Nos dias que antecederam sua partida, o padre Herranz preparou com especial cuidado as primeiras irmãs. Ele as incentivou a viver com gratidão a vocação que receberam, a serem fiéis ao espírito do novo Instituto e a zelar, acima de tudo, pela unidade entre elas. Mais do que uma despedida, foram dias de transmissão de um legado espiritual que continuaria acompanhando a Congregação muito tempo depois de sua partida.
Um lenço que guarda uma história
A distância não acabou com aquele acompanhamento.
Foi na Galícia que começou uma intensa troca de cartas entre o padre Herranz e a Madre Cândida. Ao longo dos anos, mais de duzentas cartas foram trocadas entre os dois, oferecendo conselhos, orientação, ânimo e discernimento para uma Congregação que continuava crescendo.
Essas cartas não eram só uma troca de notícias, mas sim um verdadeiro espaço de acompanhamento espiritual e de busca conjunta da vontade de Deus.
Santa Cândida as guardava cuidadosamente escondidas em um lenço simples que ainda hoje guardamos no espaço de exposições em Roma, como uma relíquia valiosa das nossas origens.
Esse lenço fala de confiança, de fidelidade e também da discrição com que os dois souberam cuidar de um relacionamento que alguns não entendiam, mas que rendeu muitos frutos para a Igreja.

A ousadia de sempre buscar a vontade de Deus
A história do padre Herranz e de Santa Cândida nos lembra que as grandes obras quase sempre nascem de relações simples, mas vividas com profundidade.
Ele fala de um acompanhamento que não gera dependência, mas liberdade; de uma ajuda que estimula o crescimento; de uma obediência que não é resignação, mas disposição para seguir o chamado de Deus, mesmo quando os caminhos mudam de repente.
Também nos fala de uma santa que soube se manter fiel à missão que recebeu, buscando com criatividade e prudência os meios para continuar um discernimento que ela considerava essencial. E de um jesuíta que aceitou o envio com total disponibilidade, sem deixar de apoiar, à distância e em silêncio, a obra que ele mesmo tinha visto nascer.
Uma herança que continua nos inspirando
Hoje agradecemos pela vida do Pe. Miguel Herranz e pela dádiva de sua presença nos primórdios da nossa Congregação.
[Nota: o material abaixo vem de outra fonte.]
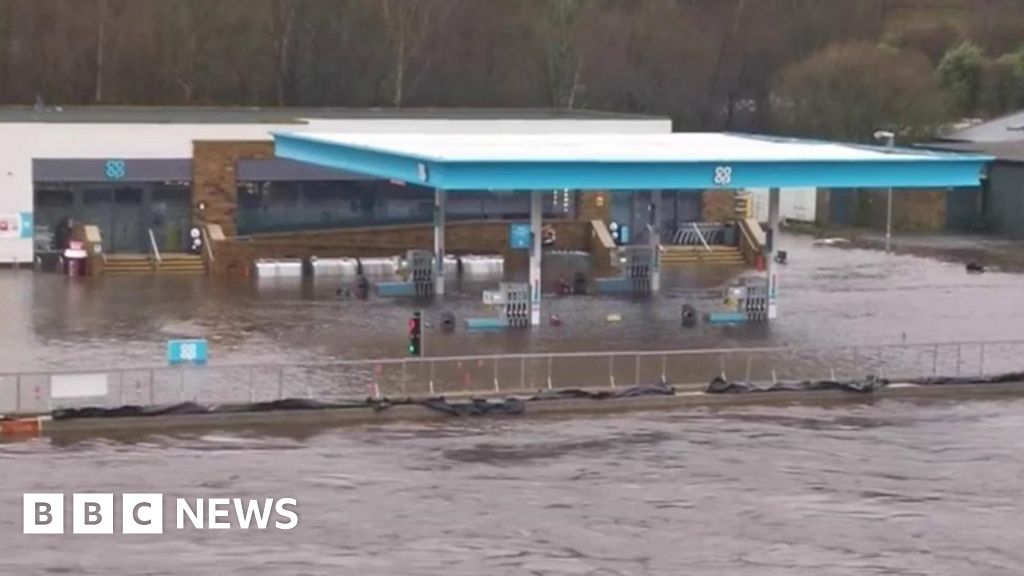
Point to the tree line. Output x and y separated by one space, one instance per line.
837 69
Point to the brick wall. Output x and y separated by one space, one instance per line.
594 205
214 180
481 237
717 206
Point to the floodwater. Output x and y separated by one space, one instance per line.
877 488
826 296
890 488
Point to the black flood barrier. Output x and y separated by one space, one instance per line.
993 379
866 385
688 316
476 407
185 408
632 392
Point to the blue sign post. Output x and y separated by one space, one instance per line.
186 352
520 237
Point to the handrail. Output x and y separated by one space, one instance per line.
747 241
153 244
700 236
207 243
543 356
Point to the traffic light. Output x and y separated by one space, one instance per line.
416 334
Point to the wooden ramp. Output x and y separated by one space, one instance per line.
726 255
135 264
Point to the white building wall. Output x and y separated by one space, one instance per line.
795 203
20 142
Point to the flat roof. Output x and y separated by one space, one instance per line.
693 160
1004 128
1012 151
253 115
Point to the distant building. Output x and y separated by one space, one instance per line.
1000 206
144 175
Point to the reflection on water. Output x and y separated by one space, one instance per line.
891 488
826 296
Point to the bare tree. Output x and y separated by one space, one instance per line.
283 27
563 63
407 26
100 47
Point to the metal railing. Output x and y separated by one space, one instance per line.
153 246
206 243
510 374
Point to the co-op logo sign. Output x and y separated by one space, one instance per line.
143 513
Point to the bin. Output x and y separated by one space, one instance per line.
75 257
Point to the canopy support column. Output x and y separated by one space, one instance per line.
440 199
654 233
536 224
770 263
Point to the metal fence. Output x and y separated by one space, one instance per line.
34 392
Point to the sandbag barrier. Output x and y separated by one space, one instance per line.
473 407
502 407
866 385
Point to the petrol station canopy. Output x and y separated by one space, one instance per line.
603 161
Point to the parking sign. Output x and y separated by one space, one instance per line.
186 352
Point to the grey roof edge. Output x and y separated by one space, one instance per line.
1000 151
272 115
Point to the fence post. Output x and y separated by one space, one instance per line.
981 360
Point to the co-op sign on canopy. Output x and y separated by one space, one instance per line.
143 513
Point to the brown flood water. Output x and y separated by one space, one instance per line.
891 488
887 488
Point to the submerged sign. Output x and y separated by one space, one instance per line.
186 352
520 237
16 224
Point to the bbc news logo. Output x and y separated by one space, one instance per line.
143 513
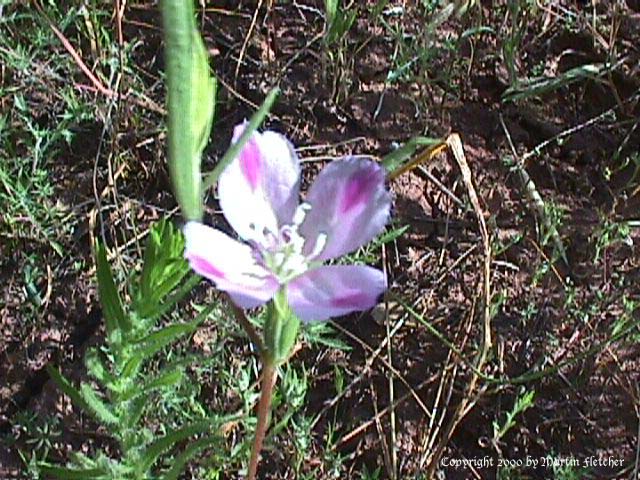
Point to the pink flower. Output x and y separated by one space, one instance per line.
285 243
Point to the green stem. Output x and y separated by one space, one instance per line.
264 407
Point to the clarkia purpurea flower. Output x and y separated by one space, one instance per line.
286 242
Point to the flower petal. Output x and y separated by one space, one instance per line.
349 206
258 191
335 290
230 264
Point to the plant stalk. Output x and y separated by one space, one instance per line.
264 408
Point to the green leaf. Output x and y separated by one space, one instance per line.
190 98
165 443
281 328
71 473
234 150
541 85
156 341
399 157
163 270
96 406
114 314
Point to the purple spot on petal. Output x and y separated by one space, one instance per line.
251 163
360 188
203 267
351 300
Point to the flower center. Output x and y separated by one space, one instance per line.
282 252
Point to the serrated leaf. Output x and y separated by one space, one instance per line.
96 406
112 310
97 369
156 341
165 443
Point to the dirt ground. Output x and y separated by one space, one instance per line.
560 280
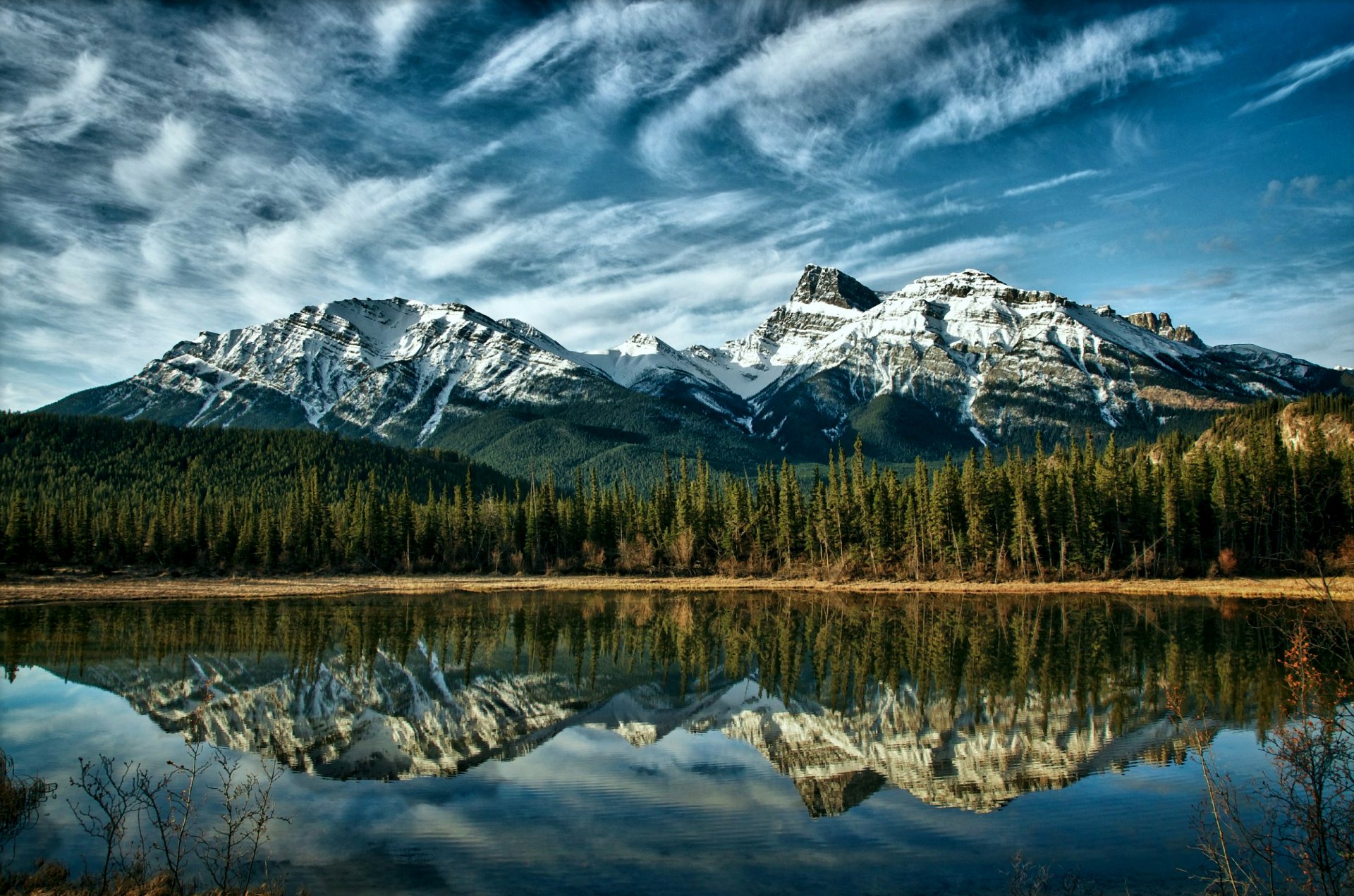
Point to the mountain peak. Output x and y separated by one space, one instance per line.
833 287
1161 324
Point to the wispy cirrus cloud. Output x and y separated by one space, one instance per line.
803 94
1052 182
796 95
1298 76
599 167
999 83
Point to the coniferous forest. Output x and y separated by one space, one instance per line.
1267 490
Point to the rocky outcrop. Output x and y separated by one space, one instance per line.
944 364
1161 324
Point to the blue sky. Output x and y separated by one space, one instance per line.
604 168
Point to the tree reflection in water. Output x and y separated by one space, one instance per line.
963 701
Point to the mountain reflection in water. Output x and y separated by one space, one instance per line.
960 701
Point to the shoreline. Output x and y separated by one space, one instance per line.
163 588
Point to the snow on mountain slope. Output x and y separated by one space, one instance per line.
974 352
947 363
391 367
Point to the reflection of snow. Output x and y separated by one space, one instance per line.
408 720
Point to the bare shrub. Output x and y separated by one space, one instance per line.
1292 831
153 828
635 556
593 557
683 550
20 797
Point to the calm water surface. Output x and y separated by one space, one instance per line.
666 744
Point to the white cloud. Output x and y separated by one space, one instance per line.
623 50
1300 75
802 94
59 116
989 88
256 67
790 95
393 23
154 175
1052 182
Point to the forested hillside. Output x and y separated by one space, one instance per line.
1268 489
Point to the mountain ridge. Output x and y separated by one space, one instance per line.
947 363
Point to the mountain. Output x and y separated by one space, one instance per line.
946 364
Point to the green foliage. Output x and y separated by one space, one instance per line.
1242 498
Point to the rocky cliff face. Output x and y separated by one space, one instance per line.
946 363
1161 324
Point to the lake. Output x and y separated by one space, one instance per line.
600 742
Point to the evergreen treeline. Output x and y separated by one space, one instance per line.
1240 498
1105 654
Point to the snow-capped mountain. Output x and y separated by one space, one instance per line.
947 363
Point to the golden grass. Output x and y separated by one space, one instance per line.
129 587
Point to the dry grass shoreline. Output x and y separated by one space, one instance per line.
161 588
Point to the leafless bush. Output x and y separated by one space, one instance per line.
20 797
157 826
1292 831
635 556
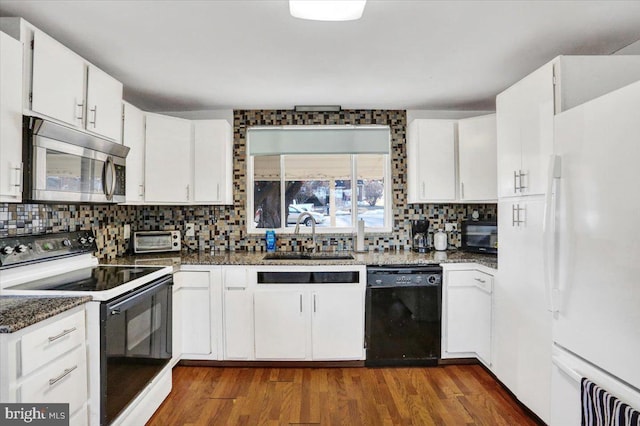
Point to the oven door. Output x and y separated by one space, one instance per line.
135 344
66 172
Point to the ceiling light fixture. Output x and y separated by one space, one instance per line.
317 108
327 10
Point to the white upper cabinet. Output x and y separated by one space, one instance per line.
104 104
167 159
431 161
10 119
133 137
525 113
477 158
212 162
525 134
451 160
58 85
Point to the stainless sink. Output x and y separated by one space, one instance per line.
307 256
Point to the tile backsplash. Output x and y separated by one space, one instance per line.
224 227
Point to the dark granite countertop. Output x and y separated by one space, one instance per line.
257 258
17 312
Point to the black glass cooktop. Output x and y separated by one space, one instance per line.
97 278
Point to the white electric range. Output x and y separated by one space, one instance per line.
128 319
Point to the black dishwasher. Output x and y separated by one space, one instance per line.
403 315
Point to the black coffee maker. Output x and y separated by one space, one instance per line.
420 236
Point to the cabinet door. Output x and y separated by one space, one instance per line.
58 86
104 104
433 158
196 313
522 331
337 322
280 327
468 318
133 137
477 158
536 129
525 134
167 171
212 161
238 330
10 119
176 322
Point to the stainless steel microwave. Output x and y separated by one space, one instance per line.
480 236
64 164
156 241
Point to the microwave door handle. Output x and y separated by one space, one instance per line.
109 170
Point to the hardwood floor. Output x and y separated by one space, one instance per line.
445 395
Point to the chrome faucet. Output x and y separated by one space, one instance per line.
313 228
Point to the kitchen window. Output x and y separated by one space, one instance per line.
333 175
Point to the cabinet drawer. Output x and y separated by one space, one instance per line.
81 418
62 381
46 343
470 278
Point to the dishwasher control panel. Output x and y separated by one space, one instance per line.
404 276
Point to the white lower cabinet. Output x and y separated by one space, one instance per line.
280 324
337 326
197 305
237 300
467 314
47 363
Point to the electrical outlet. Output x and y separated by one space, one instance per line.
450 227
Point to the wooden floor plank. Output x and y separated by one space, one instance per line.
446 395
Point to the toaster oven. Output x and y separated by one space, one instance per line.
156 241
480 236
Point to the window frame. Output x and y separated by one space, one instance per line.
289 230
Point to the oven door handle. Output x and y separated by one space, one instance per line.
122 303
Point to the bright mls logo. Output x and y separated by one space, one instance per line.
34 414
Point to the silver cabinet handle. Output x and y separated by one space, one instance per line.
515 215
521 174
110 168
64 374
81 106
64 333
94 110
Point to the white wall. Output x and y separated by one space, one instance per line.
214 114
632 49
412 114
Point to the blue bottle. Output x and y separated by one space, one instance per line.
271 240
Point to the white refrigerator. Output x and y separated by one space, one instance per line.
592 251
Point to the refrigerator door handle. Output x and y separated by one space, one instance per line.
549 231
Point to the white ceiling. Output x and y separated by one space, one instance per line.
195 55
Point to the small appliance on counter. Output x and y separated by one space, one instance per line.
156 241
440 240
420 236
480 236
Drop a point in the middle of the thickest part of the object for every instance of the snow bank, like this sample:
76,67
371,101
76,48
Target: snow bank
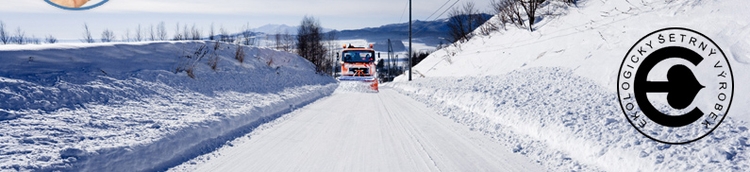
132,107
551,93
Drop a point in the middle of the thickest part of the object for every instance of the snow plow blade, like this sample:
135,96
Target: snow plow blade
358,84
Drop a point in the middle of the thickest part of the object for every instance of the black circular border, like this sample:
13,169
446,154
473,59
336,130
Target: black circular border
619,97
A maneira como ele nos acompanha continua nos inspirando a caminhar ao lado dos outros com respeito, escuta e discernimento; a confiar que Deus continua escrevendo a história, mesmo quando os planos mudam; e a acreditar que as relações construídas a partir do Evangelho deixam uma marca muito mais profunda do que qualquer protagonismo.
A gente sente que aquele lenço velho guardou muito mais do que apenas algumas cartas e significa muito mais do que a função que teve; ele guarda a memória de uma amizade espiritual que ajudou a tornar possível o nascimento das Filhas de Jesus e que continua nos lembrando que a vontade de Deus se revela, muitas vezes, quando caminhamos juntos.